Monday, October 5, 2015

Working with Students "Second Experience"

Several years ago I served on a committee to pick students for summer ministry assignments. I read about 100 students' spiritual story or testimony. At least 80% of them said something like, "I became a Christian or joined the church or went forward, or prayed a prayer when I was 8, 9, or 10.....but then when I was 18, 19, or 20.."

They would go on to describe a second experience. Some would say, "I re-dedicated my life." Others would say, "I really became a Christian.".

Through the years I have had this conversation with an untold number of students. How do you handle it? How do you treat it? First of all, I think it is important and we should never take it lightly. I have sometimes called this decision the "Discipleship Decision". It was when a child's faith became an adult's faith. Obviously, there are those who went forward in a church service just because everyone else in their group was and made no spiritual decision. But, that is not true of all of them.

I believe you celebrate this decision with them and in the end you must label it whatever they label it...re-dedication or a salvation experience. But, I think it is important to say, ok; now where do you go from here? What does this mean for you?

I am aware of some College Ministries who when a student comes to them wrestling with such an issue that they simply say the student should pray the prayer of salvation to be sure. And, they count them as a salvation. I think that is dishonest and unfair to the student in working through their experience. For many I have worked with, they had genuinely come to know the Lord very young and were now understanding and wanting to accept the fuller implications of that decision. That needs to be affirmed and helped.
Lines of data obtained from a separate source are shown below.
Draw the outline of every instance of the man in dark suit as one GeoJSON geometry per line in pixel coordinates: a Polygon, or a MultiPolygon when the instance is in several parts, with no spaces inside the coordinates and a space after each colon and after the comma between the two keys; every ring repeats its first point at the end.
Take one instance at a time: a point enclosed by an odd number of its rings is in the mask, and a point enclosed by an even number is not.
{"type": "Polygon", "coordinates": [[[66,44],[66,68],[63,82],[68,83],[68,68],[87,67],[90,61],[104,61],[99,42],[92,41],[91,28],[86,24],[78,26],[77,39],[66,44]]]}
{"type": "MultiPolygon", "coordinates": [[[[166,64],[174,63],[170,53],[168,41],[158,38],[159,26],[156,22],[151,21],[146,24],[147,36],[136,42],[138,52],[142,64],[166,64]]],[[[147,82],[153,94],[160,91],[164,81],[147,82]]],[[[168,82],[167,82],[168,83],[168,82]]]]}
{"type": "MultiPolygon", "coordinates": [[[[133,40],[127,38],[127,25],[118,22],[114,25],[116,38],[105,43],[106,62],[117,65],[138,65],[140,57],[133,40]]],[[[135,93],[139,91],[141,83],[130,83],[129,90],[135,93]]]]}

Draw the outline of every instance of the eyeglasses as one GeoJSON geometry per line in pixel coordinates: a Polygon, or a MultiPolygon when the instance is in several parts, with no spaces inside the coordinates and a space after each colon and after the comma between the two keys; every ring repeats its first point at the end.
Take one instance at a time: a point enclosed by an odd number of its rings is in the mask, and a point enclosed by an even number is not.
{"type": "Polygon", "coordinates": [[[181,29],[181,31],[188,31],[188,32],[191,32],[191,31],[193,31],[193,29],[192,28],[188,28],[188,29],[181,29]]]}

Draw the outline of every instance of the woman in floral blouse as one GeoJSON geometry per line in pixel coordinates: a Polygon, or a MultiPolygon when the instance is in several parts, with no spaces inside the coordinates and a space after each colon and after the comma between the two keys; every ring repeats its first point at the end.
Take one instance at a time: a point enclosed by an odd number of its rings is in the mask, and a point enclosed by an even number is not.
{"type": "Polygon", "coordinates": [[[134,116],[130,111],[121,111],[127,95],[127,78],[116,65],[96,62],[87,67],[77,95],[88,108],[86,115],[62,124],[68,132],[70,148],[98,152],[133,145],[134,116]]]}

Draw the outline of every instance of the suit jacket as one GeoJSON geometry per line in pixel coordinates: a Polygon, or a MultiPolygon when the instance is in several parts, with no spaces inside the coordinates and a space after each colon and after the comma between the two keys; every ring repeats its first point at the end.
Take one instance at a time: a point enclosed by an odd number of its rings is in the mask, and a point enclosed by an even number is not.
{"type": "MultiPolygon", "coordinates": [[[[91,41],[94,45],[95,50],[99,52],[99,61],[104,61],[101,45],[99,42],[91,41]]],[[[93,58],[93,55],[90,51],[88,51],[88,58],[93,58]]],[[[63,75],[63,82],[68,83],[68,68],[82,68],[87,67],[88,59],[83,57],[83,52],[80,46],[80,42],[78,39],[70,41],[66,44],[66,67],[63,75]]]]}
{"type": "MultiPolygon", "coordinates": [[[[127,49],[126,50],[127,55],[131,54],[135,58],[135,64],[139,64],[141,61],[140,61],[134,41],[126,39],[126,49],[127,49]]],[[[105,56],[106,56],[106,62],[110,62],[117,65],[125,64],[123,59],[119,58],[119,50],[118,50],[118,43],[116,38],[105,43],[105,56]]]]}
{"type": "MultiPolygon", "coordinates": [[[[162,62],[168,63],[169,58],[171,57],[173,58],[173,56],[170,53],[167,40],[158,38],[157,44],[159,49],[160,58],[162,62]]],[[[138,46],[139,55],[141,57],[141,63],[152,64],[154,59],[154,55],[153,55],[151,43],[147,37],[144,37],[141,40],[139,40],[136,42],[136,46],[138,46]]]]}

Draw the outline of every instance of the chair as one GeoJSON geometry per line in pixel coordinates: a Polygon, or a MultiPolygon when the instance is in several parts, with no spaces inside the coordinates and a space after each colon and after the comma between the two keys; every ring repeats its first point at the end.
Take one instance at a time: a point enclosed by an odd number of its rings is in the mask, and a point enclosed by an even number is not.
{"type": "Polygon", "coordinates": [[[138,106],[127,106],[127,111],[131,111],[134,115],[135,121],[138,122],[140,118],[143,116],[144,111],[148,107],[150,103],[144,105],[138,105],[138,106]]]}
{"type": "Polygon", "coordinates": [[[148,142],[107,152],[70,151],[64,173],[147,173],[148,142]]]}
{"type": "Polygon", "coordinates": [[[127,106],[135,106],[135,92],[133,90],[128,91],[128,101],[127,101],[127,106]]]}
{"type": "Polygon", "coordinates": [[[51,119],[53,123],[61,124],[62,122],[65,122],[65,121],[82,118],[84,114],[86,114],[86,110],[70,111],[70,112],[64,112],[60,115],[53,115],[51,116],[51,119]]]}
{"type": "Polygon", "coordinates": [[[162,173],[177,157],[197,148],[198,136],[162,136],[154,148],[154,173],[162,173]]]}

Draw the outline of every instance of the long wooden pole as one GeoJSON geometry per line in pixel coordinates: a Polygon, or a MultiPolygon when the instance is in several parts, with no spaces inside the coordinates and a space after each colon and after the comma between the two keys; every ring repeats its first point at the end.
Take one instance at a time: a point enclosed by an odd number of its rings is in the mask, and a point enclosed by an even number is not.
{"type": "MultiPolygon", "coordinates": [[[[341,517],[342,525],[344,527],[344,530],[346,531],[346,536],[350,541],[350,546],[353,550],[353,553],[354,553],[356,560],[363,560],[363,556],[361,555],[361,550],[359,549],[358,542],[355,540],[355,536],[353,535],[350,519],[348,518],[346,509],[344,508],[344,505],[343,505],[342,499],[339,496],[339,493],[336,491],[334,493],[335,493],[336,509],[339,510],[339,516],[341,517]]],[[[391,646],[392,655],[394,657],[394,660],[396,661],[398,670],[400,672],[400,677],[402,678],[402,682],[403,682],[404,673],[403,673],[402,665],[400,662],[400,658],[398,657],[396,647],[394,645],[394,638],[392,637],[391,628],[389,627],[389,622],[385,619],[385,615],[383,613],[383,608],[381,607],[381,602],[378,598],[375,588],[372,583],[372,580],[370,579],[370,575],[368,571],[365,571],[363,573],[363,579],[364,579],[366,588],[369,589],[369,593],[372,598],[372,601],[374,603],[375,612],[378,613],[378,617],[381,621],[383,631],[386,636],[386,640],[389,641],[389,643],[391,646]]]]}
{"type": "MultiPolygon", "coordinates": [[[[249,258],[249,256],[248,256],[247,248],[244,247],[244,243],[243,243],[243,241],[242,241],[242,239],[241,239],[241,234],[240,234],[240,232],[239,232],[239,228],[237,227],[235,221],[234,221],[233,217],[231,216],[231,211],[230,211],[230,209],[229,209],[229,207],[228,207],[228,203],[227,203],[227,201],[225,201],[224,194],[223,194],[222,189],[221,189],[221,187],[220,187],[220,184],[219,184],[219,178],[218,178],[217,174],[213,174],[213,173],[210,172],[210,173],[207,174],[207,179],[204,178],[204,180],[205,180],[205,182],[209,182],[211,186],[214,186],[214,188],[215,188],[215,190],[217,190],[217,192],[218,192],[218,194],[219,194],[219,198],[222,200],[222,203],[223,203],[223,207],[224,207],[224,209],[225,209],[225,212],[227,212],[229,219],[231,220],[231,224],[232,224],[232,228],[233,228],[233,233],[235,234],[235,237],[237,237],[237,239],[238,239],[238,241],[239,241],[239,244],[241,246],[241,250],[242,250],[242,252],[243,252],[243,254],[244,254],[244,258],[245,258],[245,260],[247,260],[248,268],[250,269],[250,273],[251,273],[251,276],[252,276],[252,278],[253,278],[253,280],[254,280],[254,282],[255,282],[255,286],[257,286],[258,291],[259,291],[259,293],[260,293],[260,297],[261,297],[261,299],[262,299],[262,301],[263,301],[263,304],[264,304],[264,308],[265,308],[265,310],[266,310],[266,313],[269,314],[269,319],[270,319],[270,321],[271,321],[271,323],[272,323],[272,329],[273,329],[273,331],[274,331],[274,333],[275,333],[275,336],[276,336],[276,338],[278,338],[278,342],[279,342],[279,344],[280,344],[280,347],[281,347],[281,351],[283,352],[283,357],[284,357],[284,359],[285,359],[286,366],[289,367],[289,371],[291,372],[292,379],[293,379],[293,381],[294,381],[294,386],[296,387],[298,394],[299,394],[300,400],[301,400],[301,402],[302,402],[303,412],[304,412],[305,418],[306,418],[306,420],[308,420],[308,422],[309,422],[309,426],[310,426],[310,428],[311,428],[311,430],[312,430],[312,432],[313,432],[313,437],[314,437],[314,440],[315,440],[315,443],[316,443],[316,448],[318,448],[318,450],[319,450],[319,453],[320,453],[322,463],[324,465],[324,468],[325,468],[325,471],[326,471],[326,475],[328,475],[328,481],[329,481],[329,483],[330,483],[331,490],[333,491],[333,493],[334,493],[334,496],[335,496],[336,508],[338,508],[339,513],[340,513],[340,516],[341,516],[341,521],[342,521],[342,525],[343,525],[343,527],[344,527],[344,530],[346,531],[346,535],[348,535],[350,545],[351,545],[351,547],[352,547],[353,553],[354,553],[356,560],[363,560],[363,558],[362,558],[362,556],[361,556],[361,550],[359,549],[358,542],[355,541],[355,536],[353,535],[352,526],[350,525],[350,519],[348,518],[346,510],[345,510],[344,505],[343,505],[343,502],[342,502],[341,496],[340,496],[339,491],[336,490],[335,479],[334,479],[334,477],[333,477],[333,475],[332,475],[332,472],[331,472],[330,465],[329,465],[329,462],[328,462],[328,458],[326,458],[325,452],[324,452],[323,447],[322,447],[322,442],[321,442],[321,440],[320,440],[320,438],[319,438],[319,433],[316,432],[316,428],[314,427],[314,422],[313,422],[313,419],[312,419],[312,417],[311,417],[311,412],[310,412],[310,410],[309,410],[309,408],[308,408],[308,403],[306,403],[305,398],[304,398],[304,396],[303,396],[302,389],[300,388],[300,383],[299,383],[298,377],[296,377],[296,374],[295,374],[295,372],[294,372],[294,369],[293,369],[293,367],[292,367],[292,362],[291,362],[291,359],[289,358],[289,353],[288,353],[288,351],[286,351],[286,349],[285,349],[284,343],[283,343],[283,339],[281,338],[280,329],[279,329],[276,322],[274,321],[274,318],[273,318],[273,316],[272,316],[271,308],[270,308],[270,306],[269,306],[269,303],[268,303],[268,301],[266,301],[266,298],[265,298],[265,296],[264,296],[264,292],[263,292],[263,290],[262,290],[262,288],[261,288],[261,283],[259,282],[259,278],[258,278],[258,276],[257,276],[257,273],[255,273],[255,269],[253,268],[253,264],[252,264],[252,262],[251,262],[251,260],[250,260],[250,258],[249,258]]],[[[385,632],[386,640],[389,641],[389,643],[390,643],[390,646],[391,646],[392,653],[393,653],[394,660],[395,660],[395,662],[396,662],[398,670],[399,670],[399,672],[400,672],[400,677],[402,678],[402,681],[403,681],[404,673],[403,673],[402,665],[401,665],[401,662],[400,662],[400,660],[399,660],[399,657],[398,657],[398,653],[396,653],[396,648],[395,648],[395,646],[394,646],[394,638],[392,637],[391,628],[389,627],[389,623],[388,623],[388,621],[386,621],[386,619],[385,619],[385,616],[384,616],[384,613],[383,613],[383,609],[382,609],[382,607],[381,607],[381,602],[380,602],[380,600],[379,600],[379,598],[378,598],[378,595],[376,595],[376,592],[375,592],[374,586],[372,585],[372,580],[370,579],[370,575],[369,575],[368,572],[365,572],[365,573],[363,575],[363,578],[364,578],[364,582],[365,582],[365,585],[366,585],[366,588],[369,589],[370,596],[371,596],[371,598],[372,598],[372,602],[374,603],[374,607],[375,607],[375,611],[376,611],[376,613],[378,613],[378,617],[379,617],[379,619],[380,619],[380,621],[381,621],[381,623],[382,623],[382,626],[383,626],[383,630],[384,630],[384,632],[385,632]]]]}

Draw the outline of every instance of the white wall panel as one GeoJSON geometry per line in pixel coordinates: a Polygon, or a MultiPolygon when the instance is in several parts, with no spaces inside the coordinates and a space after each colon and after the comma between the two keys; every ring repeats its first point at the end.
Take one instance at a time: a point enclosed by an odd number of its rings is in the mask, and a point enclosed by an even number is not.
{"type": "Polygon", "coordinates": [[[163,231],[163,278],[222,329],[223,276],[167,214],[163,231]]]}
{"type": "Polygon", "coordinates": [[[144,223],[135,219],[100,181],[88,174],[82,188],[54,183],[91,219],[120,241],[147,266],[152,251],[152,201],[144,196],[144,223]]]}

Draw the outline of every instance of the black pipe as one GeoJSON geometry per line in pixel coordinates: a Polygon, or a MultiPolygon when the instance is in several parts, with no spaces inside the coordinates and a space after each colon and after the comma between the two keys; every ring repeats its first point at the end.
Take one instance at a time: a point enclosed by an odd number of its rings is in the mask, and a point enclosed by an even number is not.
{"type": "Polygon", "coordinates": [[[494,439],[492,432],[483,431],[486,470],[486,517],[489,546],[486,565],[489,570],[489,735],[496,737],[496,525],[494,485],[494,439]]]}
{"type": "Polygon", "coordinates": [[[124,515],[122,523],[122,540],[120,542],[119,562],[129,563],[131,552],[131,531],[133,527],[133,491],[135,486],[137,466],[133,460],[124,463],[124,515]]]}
I like the passage at the end of the "Woman at the Well Story". "We no longer believe just because of what you said, now we have heard for ourselves and we know that this man really is the Savior of the world.". John 4:42
I think this describes many students who believed because godly parents or Youth leaders told them, but now they have owned it as an adult. Yet, there are those who just held up their hand or signed a card. We must help all of them work out their salvation "with fear and trembling".